Geçen mektubumda sana temsil insanı olmanın öneminden bir parça bahsetmiştim. Dostum! Sen peşinden çok insanları sürükleyebilecek donanımda bir temsil insanı olabilirsin.Rabbim! birincil gayeni bu eylesin.İnan o zaman dünyalık herşey de o kadar lezzetli olacak ki!Çünkü herşey O'nun rızası için, yalnız O’nun için olacak. Maleyani(boş) hiç bir işin olmayacak.Sen bu bedenin hakkını tam anlamıyla o zaman vermiş olacaksın inşaallah.Ve en önemlisi Rabbim! seni her zaman aynı yürek çarpıntısını içinde duyan kullarıyla muhatap eylesin.Bu yolda alt üst dengesini çok iyi dengelemek lazım.Kendinden daha alt seviyedeki insanlarla temsil insanı olarak usta mesabesinde, daha üst seviyedeki insanlarla ise kendini geliştirmek adına çırak mesabesinde muhatap olmalısın.Altın, imani konulardaki zayıflığı seni gevşekliğe sürüklemesin.Aynı zamanda üstün, imani konulardaki üstünlüğü de seni ümitsizliğe sürüklemesin.Veya bırak sürüklesin, bu yoldaki en üstün kardeşlerimiz bile her zaman günahkarım diye hüzünlenirlermiş.Unutma ki! Allah’ın rahmeti gazabını geçmiştir.Ümitvar ol.Sen konumunun hakkını ver.Benlik hissine hiçbir zaman kapılma.Bu yol senlik benlik değil, bizlik yoludur.
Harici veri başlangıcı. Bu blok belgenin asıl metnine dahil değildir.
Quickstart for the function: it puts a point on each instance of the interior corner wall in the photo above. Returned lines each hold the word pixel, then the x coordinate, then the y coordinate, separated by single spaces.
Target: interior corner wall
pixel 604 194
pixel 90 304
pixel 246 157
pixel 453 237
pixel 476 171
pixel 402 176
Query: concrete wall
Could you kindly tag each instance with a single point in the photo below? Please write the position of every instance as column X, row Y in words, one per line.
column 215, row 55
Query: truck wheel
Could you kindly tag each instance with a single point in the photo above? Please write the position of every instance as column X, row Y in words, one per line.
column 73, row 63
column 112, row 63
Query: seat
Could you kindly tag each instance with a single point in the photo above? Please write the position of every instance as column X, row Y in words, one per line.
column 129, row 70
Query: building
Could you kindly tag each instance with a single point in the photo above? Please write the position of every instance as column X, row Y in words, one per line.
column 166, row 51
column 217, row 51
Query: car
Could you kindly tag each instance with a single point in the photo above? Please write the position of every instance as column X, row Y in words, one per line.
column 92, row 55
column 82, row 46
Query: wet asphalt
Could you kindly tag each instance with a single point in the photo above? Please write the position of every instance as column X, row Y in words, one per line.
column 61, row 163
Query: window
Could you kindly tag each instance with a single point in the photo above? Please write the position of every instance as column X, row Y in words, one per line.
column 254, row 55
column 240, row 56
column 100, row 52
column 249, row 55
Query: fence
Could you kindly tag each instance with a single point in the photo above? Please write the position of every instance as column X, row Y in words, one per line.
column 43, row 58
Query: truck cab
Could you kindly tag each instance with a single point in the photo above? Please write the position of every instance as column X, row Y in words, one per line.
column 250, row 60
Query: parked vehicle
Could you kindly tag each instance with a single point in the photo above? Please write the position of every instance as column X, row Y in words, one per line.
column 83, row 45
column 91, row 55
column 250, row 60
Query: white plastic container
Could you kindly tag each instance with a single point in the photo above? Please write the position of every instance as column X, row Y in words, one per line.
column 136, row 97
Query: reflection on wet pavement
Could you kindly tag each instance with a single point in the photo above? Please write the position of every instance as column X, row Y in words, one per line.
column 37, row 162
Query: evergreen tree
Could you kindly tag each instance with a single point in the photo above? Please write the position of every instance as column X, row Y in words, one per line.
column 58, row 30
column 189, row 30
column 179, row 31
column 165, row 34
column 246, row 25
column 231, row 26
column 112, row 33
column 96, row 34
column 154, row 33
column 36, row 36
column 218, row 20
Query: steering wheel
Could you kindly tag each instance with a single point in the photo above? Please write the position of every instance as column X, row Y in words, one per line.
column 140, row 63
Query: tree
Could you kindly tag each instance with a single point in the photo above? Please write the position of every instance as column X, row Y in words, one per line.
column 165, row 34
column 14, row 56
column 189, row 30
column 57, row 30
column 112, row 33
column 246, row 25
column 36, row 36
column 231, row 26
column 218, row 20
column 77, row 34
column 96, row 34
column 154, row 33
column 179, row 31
Dostunun bu nacizane nasihatlarını yabana atma.Yaşanan hiçbir şeyin boş olmadıgı gibi, yazılan bu yazı da boşuna yazılmamıştır.Unutma ki! herşeyin bir sebebi ve her sebebin bir Yaradanı vardır.
Emanetin Sahibine emanet ol.

Seni çok seven dostun..


(1)Kerahat vakti; sabah güneşin doğuşu ile ikindi namazı sonrasında güneşin batışına yakın olan zaman dilimleridir.Kerahat vakitleri denilen güneşin doğuş ve batış saatlerinde uyuyor olmak,hem gün içi vücut enerjisi hem de akıl sağlığı açısından zararlı etkilere sahip. Geceleri salgılanan "melatonin" hormonu güneşin doğuşuyla
azalıyor. Güneş doğarken uyanık olmak, bedenin gün içinde daha zinde ve enerjik olmasını sağlıyor. Güneş doğarken uykuda olmayı alzheimer hastalığının sebeplerinden biri sayan bilim çevreleri mevcut.